The next day, the congealed fat is lifted off the top, placed in a small container and remelted in the microwave, or just set near the hot stove (to make a uniform package). The chicken stock is poured into labelled, dated ziplock bags and placed in the freezer.

Easy. Thrifty. Why would anyone ever buy schamltz or chicken stock, when it’s there for the taking?

(Oh, yeah…the livers are frozen in their own little baggie, and when you get enough saved up, you make Cajun dirty rice.)

I fry the liver for me and the rest for our cats.

I use giblets to make my special Puerto Rican style pigeon peas and dirty rice. Zen, my wolf-mutt, gets the liver and I use the gizzard, heart, neck and other bits to make the best chicken stock. When cooked properly, giblets have a wonderful flavor and texture, much like tongue.

How do you know when to stop chewing tongue?

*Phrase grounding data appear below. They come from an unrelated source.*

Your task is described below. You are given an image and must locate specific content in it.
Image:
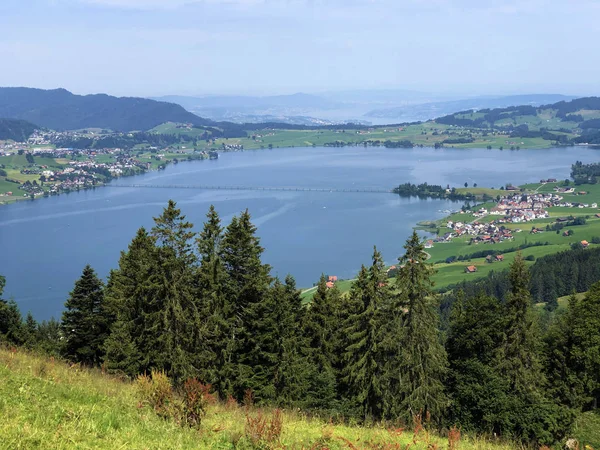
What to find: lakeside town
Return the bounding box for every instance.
[0,129,220,203]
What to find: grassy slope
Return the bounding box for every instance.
[0,347,528,450]
[151,122,566,152]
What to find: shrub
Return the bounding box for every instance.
[136,370,178,419]
[525,255,535,261]
[181,378,210,428]
[448,426,461,450]
[244,408,283,447]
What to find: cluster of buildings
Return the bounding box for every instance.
[444,220,517,244]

Do what Ike says. If you want to make gravy with the giblets, do the following (or maybe you already know this):

Remove the giblets from the broth before the chicken is done roasting. Allow to cool, then chop finely. I usually discard the gizzard because it’s tough.

Remove the chicken from the pan after roasting. Add an amount of flour equal to the fat in the pan (unless it’s a LOT, then remove some of the fat).

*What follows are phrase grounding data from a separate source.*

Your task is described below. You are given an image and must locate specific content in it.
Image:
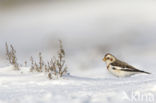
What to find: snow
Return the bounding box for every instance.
[0,0,156,103]
[0,65,155,103]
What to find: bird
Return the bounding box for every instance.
[103,53,150,77]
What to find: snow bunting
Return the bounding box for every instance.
[103,53,150,77]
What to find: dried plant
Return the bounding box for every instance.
[5,40,68,80]
[30,52,45,72]
[39,52,44,72]
[24,61,27,67]
[29,40,68,79]
[44,64,48,72]
[48,40,67,79]
[48,73,52,79]
[5,42,19,70]
[30,56,35,72]
[34,62,40,72]
[56,40,67,77]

Brown the oil/fat mixture (you’re making a roux) until a medium brown (darker if you want darker gravy, less if you want whiter gravy). Do this over medium heat, being careful not to burn the flour.

Add the giblets and some herbs, salt and pepper. Add about a cup or two of liquid to deglaze the pan. Begin adding the giblet/vegetable broth a bit at a time, whisking to blend the flour and liquid. Continue to add liquid and whisk until you have the consistency you want.

Another use is to make a brown stock instead of a white stock as described above.

To do this, you must roast the chicked bones and the mirapois (onions, celery, carrots in a 2:1:1 mix) in the oven until nicely browned. You can also add tomato paste to this.

Once well roasted, deglaze with water and transfer to stovetop in a heavy pot. Allow this to cook on simmer for up to 12 hours, skimming the fat off periodically. Do not stir the mixture, as you don’t want the fat to emulsify into the liquid. You may have to add additional liquid during the cooking. When done cooking, strain the liquid into a separate container and discard the bones, etc. You can allow this stock to continue to cook longer to obtain a demi-glace, but it takes a lot of patience and time.

Just throw the heart, gizzard and liver into the roasting pan. Remove about 15 minutes before the chicken. Feed them to me.

How odd - this weekend I wrote a nasty nasty letter to the Smart Bird people for selling me a chicken with no giblets.

I need me my giblets, and so do the pets.

Stock (for gravy) or cat food. Sometimes I win, sometimes they do. Depends how pathetically they look at me.